Handbook of Prohibition
Author: Charles Betts Galloway
Publisher:
Published: 1886
Total Pages: 100
ISBN-13:
DOWNLOAD EBOOKRead and Download eBook Full
Author: Charles Betts Galloway
Publisher:
Published: 1886
Total Pages: 100
ISBN-13:
DOWNLOAD EBOOKAuthor: Walter W. Spooner
Publisher:
Published: 1888
Total Pages: 198
ISBN-13:
DOWNLOAD EBOOKAuthor: Lisa M. F. Andersen
Publisher: Cambridge University Press
Published: 2013-09-09
Total Pages: 329
ISBN-13: 1107029376
DOWNLOAD EBOOKDraws on the history of America's longest-living minor political party - the Prohibition Party - to illuminate how American politics came to exclude minor parties from governance.

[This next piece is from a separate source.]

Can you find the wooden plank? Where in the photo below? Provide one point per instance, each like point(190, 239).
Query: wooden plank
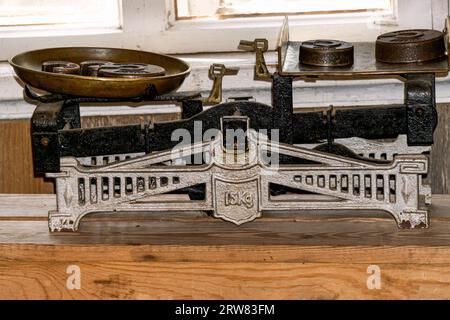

Author: State Historical Society of Wisconsin. Library
Publisher:
Published: 1887
Total Pages: 672
ISBN-13:
DOWNLOAD EBOOKIncludes titles on all subjects, some in foreign languages, later incorporated into Memorial Library.
Author: Andrew J. Jutkins
Publisher:
Published: 1883
Total Pages: 202
ISBN-13:
DOWNLOAD EBOOKAuthor: Chicago Public Library
Publisher:
Published: 1914
Total Pages: 390
ISBN-13:
DOWNLOAD EBOOKAuthor: Grand Rapids Public Library (Grand Rapids, Mich.)
Publisher:
Published: 1925
Total Pages: 586
ISBN-13:
DOWNLOAD EBOOKAuthor: National Research Council
Publisher: National Academies Press
Published: 1981-02-01
Total Pages: 478
ISBN-13: 0309031494
DOWNLOAD EBOOKAuthor: R.R. Bowker Company
Publisher: New York : R.R. Bowker Company
Published: 1981
Total Pages: 1516
ISBN-13:
DOWNLOAD EBOOKAuthor: John J. Rumbarger
Publisher: State University of New York Press
Published: 1989-08-15
Total Pages: 312
ISBN-13: 1438418299
DOWNLOAD EBOOKThis is the first comprehensive study of America's anti-liquor/anti-drug movement from its origins in the late eighteenth century through the repeal of the Eighteenth Amendment in 1933. It examines the role that capitalism played in defining and shaping this reform movement. Rumbarger challenges conventional explanations of the history of this movement and offers compelling counter-arguments to explain the movement's historical development. He successfully links the ethics of business enterprise and those of moral reform of society for the betterment of enterprise. The author reveals how readily economic power is transformed—first into social power and finally into political power in the context of a bourgeois democracy. He shows that the motivation driving this reform movement was not religiosity, but profit, and that anti-liquor capitalists viewed the "human equation" as determinant of America's prospect for creating wealth.